TEX. PROB.CODE ANN. § 245.

3. Section 31 provides: Any person interested may, by a bill of review filed in the court in which the probate proceedings were had, have any decision, order, or judgment rendered by the court, or by the judge thereof, revised and corrected on showing error therein; but no process or action under such decision, order or judgment shall be stayed except by writ of injunction, and no bill of review shall be filed after two years have elapsed from the date of such decision, order, or judgment.

TEX. PROB.CODE ANN. § 31 (West 2003).

4. Section 222 provides in pertinent part: (b) The court may remove a personal representative on its own motion, or on the complaint of any interested person, after the personal representative has been cited by personal service to answer at a time and place fixed in the notice, when: * * * (4) The personal representative is proved to have been guilty of gross misconduct or mismanagement in the performance of the personal representative's duties....

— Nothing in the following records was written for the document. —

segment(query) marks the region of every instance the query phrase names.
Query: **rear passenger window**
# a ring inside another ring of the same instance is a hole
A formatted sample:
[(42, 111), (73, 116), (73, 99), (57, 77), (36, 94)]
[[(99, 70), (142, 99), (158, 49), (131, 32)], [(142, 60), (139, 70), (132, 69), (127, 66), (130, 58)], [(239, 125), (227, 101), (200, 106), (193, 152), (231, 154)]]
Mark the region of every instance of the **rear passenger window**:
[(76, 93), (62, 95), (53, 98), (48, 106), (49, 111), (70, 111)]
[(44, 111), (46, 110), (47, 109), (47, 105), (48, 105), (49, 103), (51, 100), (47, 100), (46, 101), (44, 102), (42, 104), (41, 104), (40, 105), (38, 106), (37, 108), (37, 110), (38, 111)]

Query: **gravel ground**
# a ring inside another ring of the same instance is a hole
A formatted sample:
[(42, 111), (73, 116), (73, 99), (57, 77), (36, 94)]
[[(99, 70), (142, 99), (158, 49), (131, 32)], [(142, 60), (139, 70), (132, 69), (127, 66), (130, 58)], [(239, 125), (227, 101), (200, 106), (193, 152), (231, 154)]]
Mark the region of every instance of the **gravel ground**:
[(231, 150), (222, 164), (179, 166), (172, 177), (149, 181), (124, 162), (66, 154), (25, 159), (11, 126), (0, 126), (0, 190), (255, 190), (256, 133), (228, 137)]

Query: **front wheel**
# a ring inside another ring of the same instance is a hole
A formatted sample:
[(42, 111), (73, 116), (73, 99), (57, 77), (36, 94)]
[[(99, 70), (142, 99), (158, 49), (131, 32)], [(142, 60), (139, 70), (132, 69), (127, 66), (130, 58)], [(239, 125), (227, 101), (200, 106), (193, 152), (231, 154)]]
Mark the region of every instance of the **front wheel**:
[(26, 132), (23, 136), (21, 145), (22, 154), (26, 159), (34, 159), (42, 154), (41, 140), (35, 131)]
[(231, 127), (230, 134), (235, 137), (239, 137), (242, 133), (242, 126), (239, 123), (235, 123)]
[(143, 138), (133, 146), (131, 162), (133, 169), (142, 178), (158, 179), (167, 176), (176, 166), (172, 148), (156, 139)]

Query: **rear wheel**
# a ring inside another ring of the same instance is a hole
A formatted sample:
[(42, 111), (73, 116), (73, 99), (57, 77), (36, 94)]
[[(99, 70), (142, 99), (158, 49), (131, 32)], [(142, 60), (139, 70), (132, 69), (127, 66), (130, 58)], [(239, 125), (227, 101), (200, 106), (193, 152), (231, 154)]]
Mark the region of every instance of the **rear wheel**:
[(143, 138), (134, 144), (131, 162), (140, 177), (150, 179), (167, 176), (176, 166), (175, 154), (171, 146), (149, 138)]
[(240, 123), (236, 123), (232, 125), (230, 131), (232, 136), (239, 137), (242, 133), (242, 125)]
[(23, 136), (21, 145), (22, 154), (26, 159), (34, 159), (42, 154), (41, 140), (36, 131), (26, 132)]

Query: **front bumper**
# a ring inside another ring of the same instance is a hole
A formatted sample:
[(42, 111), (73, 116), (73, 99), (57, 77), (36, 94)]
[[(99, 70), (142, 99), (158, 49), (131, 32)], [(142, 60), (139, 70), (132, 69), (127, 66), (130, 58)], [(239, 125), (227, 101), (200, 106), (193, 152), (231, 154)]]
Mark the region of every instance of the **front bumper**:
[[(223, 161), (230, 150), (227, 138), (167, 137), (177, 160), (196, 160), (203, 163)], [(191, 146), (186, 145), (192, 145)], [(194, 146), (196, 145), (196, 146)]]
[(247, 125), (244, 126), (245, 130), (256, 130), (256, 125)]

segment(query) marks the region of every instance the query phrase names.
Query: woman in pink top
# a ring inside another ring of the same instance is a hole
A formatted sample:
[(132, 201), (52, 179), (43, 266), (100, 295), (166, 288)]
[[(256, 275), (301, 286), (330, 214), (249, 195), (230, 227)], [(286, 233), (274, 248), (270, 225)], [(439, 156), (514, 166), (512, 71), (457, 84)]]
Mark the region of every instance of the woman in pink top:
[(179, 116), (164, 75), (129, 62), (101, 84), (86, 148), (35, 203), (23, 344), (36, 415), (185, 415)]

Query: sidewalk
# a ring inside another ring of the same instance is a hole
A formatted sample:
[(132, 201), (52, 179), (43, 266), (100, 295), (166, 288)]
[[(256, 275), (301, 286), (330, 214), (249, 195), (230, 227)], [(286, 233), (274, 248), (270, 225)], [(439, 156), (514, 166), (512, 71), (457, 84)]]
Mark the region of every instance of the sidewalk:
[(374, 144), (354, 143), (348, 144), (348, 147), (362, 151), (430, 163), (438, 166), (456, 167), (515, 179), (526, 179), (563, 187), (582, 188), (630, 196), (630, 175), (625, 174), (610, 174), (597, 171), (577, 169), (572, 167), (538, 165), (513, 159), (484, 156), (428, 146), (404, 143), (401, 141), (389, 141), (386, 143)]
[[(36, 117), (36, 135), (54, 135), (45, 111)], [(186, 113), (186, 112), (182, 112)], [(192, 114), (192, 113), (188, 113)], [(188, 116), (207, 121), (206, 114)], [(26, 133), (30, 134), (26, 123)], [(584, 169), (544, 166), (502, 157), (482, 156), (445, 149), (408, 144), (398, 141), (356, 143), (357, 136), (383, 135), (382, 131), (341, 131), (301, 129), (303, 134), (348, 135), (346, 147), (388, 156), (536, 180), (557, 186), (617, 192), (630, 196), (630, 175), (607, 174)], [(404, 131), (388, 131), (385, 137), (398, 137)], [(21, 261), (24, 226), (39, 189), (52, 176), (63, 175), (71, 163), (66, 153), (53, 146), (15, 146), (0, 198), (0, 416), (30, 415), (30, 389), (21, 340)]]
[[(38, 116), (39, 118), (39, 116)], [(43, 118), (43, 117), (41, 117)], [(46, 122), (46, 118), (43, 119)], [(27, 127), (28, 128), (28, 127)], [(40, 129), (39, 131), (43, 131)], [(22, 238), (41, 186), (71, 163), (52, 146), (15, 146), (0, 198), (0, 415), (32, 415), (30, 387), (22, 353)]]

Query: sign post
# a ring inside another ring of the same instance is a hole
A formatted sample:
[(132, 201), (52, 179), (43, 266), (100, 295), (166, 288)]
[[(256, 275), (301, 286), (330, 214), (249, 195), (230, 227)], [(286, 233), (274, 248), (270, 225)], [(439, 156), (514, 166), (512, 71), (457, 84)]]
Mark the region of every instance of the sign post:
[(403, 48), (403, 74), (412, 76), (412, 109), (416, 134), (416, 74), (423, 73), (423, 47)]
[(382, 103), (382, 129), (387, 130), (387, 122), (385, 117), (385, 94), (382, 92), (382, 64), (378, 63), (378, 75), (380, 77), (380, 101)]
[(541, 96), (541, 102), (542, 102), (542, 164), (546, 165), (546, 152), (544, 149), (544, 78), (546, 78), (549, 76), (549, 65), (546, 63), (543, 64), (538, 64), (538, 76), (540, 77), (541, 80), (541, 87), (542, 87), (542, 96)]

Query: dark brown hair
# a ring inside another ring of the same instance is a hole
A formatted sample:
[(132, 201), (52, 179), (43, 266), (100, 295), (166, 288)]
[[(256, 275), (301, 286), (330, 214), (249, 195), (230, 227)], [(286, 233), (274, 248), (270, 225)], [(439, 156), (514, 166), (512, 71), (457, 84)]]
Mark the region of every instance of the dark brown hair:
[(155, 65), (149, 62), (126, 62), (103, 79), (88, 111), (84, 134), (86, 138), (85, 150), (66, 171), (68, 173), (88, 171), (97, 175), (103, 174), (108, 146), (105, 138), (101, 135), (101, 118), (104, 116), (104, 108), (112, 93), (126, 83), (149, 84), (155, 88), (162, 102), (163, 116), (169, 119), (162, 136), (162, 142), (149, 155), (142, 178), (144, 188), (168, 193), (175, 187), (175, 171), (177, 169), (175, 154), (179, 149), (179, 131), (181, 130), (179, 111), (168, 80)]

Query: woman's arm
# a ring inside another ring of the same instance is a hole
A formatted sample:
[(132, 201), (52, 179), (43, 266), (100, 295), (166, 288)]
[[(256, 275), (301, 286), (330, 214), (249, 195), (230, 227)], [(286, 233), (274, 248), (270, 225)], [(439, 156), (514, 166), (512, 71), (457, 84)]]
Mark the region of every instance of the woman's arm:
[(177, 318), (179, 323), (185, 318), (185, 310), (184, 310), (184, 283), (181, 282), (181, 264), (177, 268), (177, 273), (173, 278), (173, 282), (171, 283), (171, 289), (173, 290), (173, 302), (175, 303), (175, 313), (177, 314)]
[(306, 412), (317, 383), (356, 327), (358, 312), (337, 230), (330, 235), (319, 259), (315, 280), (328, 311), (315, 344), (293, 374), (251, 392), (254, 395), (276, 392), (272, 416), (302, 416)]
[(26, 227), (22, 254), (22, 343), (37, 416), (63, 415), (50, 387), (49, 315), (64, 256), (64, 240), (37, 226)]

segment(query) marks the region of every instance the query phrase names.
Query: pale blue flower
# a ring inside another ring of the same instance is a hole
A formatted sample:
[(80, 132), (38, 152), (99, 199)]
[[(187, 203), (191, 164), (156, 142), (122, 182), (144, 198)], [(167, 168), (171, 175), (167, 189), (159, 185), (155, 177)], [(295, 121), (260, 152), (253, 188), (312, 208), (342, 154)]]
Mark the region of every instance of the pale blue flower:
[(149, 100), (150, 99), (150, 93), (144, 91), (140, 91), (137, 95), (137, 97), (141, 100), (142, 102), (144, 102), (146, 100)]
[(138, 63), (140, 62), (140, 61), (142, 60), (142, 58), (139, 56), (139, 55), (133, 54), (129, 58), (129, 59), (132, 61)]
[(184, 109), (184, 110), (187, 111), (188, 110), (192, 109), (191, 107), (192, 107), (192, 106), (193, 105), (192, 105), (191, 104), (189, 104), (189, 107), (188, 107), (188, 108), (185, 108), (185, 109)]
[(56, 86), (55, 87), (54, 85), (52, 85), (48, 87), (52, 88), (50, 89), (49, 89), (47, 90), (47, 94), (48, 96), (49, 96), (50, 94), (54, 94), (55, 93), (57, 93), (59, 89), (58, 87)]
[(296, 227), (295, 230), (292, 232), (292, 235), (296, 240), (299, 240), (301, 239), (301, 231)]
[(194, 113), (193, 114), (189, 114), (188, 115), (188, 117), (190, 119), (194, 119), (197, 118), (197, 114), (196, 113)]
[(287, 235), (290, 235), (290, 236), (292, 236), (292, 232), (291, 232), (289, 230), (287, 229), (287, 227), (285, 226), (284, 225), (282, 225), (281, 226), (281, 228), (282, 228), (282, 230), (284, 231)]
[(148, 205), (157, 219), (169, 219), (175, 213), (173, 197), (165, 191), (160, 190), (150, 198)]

TEX. PROB.CODE ANN. § 222 (West Supp.2012).

5. In its order granting appellees' motion for trial amendment and granting appellees' request for attorney's fees, the probate court stated appellees sought to amend their First Amended Bill of Review and/or Motion to Remove Administrator. The record contains no amended pleadings by appellees following the probate court's order granting leave to amend their pleading. See City of Fort Worth v. Zimlich, 29 S.W.3d 62, 73 (Tex.2000) (trial amendment must be filed as a written pleading).
6. Although the probate court's order states it found no opposition filed by appellant to appellees' motion for leave to amend their pleadings, appellant's opposition to appellees' recovery of attorney's fees under section 245 and to the motion for trial amendment was contained in appellant's May 23, 2011 letter brief.
7. "The Texas Rules of Civil Procedure govern proceedings in probate matters except in those instances in which a specific provision has been made to the contrary." Cunningham v. Parkdale Bank, 660 S.W.2d 810, 812 (Tex.1983); see TEX.R. CIV. P. 2.
8. Rule 63 provides: Parties may amend their pleadings ... by filing such pleas with the clerk at such time as not to operate as a surprise to the opposite party; provided, that any pleadings ... offered for filing within seven days of the date of trial or thereafter, or after such time as may be ordered by the judge under Rule 166, shall be filed only after leave of the judge is obtained, which leave shall be granted by the judge unless there is a showing that such filing will operate as a surprise to the opposite party.

TEX.R. CIV. P. 63.

9. The successor administrator appointed by the probate court upon appellant's removal filed the "Final Account on Behalf of the Former Administrator," in which he advised he seeks: recovery of all taxes, tax deficiencies, penalties, late charges, and other sums which may be assessed by the IRS against Decedent or his estate caused by the failure of Former Administrator to report all Decedent's income on the 2009 Tax Return and on any prior tax returns Former Administrator prepared and filed for Decedent during the years of their marriage; (b) payment for the fees incurred to retain a Certified Public Accountant selected by Successor Administrator with Court authorization for the purpose of amending the 2009 Tax Return and any other tax returns for prior years, (c) the complete cooperation of Former Administrator in working with said Certified Public Accountant to be certain that Decedent and his estate are in compliance with all Federal tax laws; and (d) evidence that the $384.00 in taxes owed was paid.
10. Because we conclude the probate court was within its discretion in removing appellant as estate administrator for under-reporting barrel business income on the 2009 federal income tax return appellant prepared and submitted to the IRS on behalf of decedent, disregarding the proper accounting for the barrel business income, and exposing decedent's estate to potential federal tax liability, we need not address appellant's remaining arguments regarding the legal and factual sufficiency of the evidence supporting the probate court's other stated findings regarding appellant's removal as administrator of the estate.